THE PRESIDENT – For a long time people have complained about the American superpower and its multiple interventions. We’re not in a position to criticize Barack Obama for being too timid. But I believe the international situation is the most serious one we’ve seen since 2001.
The world must fully appreciate this. We’re having to face not a terrorist movement like al-Qaeda but a virtual terrorist state, Islamic State. We can no longer confine ourselves to the traditional debate: intervention or non-intervention. We must look at a comprehensive strategy against the group, which has created a structure for itself, has major financing and very sophisticated weapons and is threatening countries like Iraq, Syria and Lebanon. So I’ll shortly be proposing to our partners a conference on security in Iraq and the fight against Islamic State.
Q. – France has decided to supply Iraq’s Kurds with sophisticated weapons. Why give the Kurds what we refused to give the Syrian rebels?
THE PRESIDENT – Who told you we didn’t give any weapons to the rebels, i.e. the democratic opposition? The international community bears a very heavy responsibility in Syria. Two years ago, if action had been taken to establish a transition, we wouldn’t have had Islamic State.
One year ago, if there’d been a reaction from the major powers commensurate with the use (by Bashar al-Assad) of chemical weapons, we wouldn’t have been facing this terrible choice between a dictator and a terrorist group, when the rebels deserve all our support.
Q. – What weapons did France deliver to the Syrian rebels?
THE PRESIDENT – Materiel in line with European commitments. We’re not doing this simply to support the Kurds or Iraqis: we’re acting for the sake of our security. We’re facing a real threat, with jihadists who have been recruited for operations of appalling barbarity and who may, at some point, come back to strike. They include French people.

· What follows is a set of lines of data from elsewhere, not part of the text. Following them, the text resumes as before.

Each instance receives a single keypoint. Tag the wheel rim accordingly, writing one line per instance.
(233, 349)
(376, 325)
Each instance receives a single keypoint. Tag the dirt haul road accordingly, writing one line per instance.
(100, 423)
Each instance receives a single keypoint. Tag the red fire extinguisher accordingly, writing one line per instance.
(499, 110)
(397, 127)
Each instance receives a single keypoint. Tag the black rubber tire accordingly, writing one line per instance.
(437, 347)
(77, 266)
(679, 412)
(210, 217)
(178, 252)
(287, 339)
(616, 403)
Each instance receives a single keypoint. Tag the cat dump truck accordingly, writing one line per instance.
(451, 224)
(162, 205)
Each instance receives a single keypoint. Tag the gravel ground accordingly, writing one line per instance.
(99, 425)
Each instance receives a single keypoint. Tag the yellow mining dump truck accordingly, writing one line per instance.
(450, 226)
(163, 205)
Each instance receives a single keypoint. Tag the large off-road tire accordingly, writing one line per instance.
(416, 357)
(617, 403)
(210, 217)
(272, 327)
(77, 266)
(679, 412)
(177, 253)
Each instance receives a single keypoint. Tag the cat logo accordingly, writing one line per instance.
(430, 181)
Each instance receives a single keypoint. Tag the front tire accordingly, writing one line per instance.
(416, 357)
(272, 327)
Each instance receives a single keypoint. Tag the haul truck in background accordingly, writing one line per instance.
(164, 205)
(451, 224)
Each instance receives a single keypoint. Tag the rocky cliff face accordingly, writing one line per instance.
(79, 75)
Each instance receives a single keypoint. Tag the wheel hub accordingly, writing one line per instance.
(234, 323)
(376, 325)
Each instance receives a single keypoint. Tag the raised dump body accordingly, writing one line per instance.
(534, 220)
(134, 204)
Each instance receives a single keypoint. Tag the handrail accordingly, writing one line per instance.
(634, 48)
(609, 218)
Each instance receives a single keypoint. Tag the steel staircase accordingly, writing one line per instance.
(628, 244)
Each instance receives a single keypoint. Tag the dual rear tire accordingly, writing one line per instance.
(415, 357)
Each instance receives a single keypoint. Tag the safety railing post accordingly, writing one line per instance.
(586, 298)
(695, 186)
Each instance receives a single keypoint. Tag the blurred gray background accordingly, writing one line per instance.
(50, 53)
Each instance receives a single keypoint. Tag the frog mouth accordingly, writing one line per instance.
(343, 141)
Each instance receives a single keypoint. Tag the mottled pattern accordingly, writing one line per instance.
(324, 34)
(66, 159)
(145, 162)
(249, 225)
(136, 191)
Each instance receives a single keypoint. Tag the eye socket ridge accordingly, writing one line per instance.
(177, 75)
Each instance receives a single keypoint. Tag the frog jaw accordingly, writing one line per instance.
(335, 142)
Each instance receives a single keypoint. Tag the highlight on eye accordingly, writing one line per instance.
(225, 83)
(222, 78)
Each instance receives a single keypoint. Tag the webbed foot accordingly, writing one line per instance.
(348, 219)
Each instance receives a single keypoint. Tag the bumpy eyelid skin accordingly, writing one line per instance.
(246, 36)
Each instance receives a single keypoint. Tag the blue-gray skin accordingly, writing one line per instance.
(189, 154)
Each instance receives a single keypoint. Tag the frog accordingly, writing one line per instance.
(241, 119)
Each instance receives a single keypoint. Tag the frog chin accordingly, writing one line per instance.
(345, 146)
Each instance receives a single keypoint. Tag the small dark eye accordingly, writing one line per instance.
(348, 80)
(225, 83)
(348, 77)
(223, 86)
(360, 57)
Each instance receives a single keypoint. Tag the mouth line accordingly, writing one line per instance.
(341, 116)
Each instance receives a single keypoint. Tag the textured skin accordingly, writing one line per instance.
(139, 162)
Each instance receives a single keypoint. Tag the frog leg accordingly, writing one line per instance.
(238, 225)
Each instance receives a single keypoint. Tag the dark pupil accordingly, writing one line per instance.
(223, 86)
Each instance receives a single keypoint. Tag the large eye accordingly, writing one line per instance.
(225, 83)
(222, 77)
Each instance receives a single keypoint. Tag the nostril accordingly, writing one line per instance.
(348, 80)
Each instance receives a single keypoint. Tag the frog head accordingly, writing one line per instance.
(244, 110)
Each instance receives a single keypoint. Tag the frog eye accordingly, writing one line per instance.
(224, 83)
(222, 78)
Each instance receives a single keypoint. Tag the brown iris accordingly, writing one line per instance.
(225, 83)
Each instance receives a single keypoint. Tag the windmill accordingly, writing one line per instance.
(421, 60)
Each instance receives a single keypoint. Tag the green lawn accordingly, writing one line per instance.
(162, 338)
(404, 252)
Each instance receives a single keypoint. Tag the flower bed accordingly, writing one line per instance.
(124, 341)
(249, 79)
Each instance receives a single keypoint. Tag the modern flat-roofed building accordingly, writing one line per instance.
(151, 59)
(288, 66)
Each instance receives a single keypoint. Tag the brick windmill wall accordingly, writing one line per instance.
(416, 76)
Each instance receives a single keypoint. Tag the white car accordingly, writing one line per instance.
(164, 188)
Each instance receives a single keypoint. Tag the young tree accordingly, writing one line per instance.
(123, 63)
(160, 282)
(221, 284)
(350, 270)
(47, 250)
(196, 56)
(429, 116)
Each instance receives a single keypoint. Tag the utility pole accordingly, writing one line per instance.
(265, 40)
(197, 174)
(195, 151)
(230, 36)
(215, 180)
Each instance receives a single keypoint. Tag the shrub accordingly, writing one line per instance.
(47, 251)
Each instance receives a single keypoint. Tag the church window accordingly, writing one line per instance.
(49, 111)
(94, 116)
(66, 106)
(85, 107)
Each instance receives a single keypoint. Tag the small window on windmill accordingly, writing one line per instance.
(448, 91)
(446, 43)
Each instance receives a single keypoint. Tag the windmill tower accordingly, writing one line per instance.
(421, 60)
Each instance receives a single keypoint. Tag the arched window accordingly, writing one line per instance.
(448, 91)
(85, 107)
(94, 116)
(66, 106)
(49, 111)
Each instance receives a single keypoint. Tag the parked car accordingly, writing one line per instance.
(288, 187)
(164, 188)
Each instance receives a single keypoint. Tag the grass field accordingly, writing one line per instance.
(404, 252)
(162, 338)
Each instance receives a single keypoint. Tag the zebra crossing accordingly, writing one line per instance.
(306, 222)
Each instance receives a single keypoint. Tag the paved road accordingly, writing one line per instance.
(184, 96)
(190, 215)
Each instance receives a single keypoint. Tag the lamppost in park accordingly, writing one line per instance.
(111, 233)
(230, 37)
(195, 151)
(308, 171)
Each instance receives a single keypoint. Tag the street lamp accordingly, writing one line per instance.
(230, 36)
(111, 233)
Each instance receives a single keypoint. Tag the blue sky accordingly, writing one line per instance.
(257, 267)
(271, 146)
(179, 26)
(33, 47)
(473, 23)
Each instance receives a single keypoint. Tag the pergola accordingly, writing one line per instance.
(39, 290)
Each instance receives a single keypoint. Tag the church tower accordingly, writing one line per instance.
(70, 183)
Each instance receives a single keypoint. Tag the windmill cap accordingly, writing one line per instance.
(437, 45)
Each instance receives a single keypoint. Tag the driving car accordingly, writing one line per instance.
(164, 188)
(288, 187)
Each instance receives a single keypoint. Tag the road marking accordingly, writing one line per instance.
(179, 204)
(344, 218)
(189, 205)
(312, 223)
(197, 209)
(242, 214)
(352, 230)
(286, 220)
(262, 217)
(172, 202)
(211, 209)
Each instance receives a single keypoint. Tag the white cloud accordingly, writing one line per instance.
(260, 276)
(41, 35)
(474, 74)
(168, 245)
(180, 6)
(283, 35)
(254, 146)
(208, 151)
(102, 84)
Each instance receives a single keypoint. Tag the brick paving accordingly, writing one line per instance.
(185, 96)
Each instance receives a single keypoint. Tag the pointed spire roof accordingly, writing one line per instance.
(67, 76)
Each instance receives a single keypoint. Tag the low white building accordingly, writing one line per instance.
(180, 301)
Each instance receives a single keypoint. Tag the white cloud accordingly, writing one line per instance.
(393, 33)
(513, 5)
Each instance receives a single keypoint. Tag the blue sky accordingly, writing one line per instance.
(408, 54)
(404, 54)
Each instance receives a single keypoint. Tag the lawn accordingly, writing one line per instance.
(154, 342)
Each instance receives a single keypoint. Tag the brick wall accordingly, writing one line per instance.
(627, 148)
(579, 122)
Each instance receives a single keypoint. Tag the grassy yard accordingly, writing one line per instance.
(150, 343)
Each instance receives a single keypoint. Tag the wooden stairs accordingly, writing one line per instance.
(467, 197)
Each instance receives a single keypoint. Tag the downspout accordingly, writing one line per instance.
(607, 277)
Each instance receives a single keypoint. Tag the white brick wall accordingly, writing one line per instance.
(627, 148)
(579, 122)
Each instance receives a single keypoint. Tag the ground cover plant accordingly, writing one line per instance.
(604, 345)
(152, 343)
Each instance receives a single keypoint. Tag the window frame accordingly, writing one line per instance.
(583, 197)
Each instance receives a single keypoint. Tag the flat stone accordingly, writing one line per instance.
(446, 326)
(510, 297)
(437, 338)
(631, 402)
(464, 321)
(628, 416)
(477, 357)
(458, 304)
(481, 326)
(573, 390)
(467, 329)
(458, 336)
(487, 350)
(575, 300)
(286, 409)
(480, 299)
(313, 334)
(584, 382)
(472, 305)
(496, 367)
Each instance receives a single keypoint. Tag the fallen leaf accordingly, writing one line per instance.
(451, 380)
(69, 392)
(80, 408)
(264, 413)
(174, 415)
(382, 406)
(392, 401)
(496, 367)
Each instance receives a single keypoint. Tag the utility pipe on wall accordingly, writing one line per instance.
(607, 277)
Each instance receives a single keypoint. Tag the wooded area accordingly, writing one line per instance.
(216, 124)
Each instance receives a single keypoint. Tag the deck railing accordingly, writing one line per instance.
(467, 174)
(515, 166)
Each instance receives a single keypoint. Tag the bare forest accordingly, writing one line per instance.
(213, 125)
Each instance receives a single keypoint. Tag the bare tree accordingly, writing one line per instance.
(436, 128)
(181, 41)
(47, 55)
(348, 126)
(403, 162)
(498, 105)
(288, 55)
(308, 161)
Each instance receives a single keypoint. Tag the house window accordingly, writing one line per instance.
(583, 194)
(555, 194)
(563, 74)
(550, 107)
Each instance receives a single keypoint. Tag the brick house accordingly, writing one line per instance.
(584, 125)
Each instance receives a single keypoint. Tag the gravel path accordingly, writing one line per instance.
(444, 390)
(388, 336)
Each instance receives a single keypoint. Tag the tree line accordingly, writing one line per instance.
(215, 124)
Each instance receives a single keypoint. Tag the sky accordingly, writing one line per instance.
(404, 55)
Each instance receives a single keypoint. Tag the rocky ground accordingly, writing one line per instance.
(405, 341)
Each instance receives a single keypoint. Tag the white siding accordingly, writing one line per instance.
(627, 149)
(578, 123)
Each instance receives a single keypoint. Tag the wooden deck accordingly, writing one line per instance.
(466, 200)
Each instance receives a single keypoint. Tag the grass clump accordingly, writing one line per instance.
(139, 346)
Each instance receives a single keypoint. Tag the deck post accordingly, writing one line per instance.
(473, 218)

Q. – By arming the Kurds, don’t we risk speeding up their march towards independence?
THE PRESIDENT – I’ve made sure these deliveries are carried out in full agreement with the Baghdad authorities so that there can be no doubt about the use of these resources and so that the framework remains that of Iraq’s unity. France has been a pioneer: it’s persuaded Europe about its choices – although, along with the United States, we’re the only ones to have made them for the time being. (…)./.